Dataflow の Java パイプラインからの推論ワークロードの実行方法
Google Cloud Japan Team
※この投稿は米国時間 2023 年 8 月 1 日に、Google Cloud blog に投稿されたものの抄訳です。
Python ベースの ML ワークロードをより簡単に Java または Go パイプラインから実行できる機能が多くのデータ エンジニアから求められています。Java または Go で記述された既存のパイプラインがあり、それを ML で強化したい、Java または Go で記述された特別なソースや変換があるのでそれを利用したい、あるいは単純に Java または Go での作業が気に入っているなど、その理由はさまざまですが、理由はどうあれ、Dataflow の多言語機能を使用すると、Python の ML ワークロードを簡単に実行することができるようになりました。
Dataflow で多言語による推論を実行するには、主に 2 つの方法があります。
1)Java または Go の RunInference 変換を使用して実行する。
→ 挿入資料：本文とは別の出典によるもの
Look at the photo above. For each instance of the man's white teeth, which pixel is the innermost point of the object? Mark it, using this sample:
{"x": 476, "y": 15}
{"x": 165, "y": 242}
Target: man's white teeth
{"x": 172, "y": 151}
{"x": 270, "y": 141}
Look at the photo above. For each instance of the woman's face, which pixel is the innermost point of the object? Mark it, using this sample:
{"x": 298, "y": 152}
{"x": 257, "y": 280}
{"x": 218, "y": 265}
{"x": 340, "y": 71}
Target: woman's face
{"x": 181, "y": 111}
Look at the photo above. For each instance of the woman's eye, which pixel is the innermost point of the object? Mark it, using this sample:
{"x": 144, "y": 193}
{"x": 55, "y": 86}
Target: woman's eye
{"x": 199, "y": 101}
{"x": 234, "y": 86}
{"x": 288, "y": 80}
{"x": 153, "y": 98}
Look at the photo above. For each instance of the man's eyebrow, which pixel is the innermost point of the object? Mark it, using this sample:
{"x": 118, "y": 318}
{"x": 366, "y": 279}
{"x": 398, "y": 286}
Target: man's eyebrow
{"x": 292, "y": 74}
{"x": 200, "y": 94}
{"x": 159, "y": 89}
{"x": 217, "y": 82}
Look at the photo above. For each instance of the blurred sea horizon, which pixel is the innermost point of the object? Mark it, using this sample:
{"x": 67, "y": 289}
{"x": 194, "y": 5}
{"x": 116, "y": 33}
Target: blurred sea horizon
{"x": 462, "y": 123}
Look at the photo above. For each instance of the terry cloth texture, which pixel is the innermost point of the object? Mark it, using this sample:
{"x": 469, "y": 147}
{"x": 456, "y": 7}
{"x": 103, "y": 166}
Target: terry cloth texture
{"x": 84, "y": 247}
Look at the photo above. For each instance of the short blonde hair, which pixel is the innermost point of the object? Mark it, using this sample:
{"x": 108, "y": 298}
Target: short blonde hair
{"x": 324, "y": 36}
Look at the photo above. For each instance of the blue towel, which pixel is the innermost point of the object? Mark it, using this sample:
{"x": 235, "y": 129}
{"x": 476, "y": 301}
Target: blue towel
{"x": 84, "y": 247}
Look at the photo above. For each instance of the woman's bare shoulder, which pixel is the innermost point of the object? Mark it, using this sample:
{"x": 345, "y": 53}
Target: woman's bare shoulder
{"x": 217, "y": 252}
TensorFlow、PyTorch、Sklearn などのフレームワークを使用して開発された Python モデルが存在し、そのモデルを使用して推論を実行したいが、前処理や後処理の大部分では Java または Go を使用したい場合、Java または Go の RunInference 変換を使用できます。Dataflow は、バックグラウンドで自動的に Python ワーカーをスピンアップし、推論を実行します。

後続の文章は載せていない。